Quality Hotel Expo in Oslo by Haptic
London studio Haptic has created a forest-like lounge at a hotel in Oslo, filled with trees, stacks of lumber and a plant-covered wall.
The open-plan lounge is also the lobby for the hotel, which contains 300 guest rooms and a business conference centre.
The stacked-up timber beams form the reception counter, while the trees create a protective canopy along the edges of a 350-seat canteen.
"The challenge was to provide spaces that felt intimate whilst being easy to get to, flexible and compatible with large-scale event logistics," Haptic's Tomas Stokke told Dezeen.
Instead of using matching furniture, the designers have added a variety of chairs by different designers, including Charles and Ray Eames, Ronan and Erwan Bouroullec, and Jasper Morrison.
A row of timber columns separates the lounge from the hotel restaurant, where more columns fold outwards to shelter dining tables.

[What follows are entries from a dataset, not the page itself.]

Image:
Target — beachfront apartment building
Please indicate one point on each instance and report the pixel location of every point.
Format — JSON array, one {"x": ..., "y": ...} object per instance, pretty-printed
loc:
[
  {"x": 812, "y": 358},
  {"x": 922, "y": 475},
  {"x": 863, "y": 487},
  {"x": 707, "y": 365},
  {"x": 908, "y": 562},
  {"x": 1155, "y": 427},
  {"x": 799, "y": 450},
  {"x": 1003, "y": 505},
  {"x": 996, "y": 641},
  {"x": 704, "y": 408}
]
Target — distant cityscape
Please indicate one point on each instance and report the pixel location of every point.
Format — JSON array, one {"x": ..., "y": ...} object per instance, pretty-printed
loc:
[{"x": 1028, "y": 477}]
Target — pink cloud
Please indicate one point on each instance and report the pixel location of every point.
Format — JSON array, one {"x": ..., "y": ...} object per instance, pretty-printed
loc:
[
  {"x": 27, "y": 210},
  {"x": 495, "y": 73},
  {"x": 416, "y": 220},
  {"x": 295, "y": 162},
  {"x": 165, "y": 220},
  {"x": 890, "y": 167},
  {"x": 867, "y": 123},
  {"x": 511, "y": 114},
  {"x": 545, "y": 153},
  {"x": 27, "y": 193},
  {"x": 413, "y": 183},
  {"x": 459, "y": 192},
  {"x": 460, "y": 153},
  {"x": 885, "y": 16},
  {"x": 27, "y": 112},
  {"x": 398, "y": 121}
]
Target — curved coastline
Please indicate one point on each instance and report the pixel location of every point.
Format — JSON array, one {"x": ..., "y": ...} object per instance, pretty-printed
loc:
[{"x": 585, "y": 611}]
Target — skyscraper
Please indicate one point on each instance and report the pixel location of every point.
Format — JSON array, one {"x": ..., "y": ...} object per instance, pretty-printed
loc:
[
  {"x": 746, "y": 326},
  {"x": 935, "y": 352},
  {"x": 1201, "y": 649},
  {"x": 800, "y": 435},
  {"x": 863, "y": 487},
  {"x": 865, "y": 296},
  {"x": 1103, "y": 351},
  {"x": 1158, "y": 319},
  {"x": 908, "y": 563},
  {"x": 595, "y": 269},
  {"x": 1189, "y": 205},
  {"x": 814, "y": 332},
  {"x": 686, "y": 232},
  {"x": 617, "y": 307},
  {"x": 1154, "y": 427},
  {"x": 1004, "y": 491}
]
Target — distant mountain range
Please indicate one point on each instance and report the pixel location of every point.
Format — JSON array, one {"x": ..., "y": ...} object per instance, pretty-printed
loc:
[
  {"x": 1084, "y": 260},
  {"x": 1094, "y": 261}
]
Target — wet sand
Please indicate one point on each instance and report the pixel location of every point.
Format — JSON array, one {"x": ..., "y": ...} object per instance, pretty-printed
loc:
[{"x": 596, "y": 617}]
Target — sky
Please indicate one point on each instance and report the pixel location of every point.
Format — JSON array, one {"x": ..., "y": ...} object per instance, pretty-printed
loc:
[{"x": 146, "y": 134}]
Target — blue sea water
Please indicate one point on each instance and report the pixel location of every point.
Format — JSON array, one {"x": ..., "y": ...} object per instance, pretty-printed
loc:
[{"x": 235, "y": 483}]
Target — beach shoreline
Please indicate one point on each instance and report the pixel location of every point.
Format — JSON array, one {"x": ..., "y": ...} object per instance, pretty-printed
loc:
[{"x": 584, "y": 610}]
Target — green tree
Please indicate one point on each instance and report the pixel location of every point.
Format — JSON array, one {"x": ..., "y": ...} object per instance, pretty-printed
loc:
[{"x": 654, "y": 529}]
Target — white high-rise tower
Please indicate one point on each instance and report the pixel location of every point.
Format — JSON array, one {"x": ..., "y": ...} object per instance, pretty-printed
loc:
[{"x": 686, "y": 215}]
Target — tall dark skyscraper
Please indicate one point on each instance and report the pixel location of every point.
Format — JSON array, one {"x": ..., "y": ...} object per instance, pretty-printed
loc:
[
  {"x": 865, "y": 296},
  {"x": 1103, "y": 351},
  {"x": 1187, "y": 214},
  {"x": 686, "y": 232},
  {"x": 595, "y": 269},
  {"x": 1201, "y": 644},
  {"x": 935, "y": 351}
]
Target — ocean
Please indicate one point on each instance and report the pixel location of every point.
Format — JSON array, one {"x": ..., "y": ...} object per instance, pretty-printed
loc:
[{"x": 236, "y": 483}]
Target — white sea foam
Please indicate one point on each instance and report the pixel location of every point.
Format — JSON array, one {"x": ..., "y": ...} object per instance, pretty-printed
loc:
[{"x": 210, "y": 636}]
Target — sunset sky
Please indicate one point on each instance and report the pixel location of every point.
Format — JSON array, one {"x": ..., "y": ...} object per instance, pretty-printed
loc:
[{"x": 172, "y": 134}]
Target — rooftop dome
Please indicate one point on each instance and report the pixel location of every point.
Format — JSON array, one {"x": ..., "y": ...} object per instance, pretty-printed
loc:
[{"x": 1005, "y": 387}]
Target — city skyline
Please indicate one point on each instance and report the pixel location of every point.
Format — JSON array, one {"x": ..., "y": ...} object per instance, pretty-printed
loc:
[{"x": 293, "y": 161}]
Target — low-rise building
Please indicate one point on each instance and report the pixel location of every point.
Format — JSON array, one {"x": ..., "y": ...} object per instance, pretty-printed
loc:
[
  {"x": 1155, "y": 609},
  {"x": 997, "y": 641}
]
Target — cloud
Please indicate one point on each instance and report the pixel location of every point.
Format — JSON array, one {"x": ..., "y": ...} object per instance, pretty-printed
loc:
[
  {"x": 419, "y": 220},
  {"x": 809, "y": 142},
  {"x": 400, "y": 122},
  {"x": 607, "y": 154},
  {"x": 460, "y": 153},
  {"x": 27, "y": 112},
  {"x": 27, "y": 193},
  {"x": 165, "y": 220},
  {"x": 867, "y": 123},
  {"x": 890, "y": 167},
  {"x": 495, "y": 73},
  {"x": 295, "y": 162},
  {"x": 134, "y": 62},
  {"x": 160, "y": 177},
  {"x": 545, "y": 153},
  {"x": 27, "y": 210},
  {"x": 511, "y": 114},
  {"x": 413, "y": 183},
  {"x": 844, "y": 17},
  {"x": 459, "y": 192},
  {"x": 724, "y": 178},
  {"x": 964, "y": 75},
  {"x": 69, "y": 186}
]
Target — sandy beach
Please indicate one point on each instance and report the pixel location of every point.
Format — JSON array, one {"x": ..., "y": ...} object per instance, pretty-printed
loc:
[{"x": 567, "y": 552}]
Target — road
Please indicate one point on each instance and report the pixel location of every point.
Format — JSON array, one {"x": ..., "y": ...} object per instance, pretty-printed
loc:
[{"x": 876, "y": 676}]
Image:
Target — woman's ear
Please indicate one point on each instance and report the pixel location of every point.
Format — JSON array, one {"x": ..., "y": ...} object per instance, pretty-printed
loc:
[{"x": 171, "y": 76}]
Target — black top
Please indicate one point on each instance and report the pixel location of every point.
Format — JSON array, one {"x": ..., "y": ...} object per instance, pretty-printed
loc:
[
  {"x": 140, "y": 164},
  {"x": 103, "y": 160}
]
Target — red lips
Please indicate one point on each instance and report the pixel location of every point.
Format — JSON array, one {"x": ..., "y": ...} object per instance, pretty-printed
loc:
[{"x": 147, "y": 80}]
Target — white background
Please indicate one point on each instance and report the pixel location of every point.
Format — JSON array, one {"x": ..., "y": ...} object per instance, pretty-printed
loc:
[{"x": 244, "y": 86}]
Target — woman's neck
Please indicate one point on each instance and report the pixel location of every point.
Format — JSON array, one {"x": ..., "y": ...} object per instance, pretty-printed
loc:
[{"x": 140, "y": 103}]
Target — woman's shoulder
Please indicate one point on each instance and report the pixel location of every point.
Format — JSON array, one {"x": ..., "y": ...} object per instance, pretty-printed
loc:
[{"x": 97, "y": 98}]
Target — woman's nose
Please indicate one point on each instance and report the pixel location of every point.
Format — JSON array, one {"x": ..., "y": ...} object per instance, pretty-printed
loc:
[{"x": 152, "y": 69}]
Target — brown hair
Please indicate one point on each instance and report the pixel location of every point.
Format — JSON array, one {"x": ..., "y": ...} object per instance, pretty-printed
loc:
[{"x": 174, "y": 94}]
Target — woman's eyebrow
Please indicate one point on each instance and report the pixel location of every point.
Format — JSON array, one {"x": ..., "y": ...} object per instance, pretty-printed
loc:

In contrast to the busy spaces of the lobby, the guest rooms have a simplified design, with a muted colour palette and plain furnishings.
Graphics and signage were created by BOB Design.
Another hotel completed recently is the Hôtel Droog, which opened in Amsterdam earlier this month.
Photography is by Trine Thorsen.
Here's a project description from the architects:
Inspired by Nature
This interior architectural project for a large, 300-room hotel and conferencing venue, is inspired by the stunning Norwegian landscape and uses a primary palette of natural materials to provide variety in spatial composition, form, texture and colour.
The primary design strategy was to rationalise a complex set of interconnecting spaces and functions, providing consistent themes and architectural tectonics, but variety and specific "installations" to define each space from the next.
The main communal space of the hotel is understood through a simple architectural theme, the "big floor", which is then subtly sub-divided into zones to define the lobby, from the restaurant/canteen to private dining, lounge/library and conference lobby.
The Norwegian forests are a primary inspiration, whereby timber is used through out in very different ways to create semi-permeable screens, cladding to cores, a bespoke square-log reception and bar, right down to details such as signage and loose furniture.
The main lobby space is framed by a stylised forest wall that divides the lobby from the restaurant but allows glimpses between the spaces and filters natural light from the main skylight above.
The lobby is more than a reception and waiting lounge, elevated to a communal dining and meeting point for hotel and conference guests. Subtle lighting has been installed to work with the planted trees, where shadows from their canopies dance upon the articulated lobby ceiling.
The lounge and library space is defined by a slender timber screen, that seemingly goes off for a walk, creating bar shelving, bookshelves, desks and ceiling.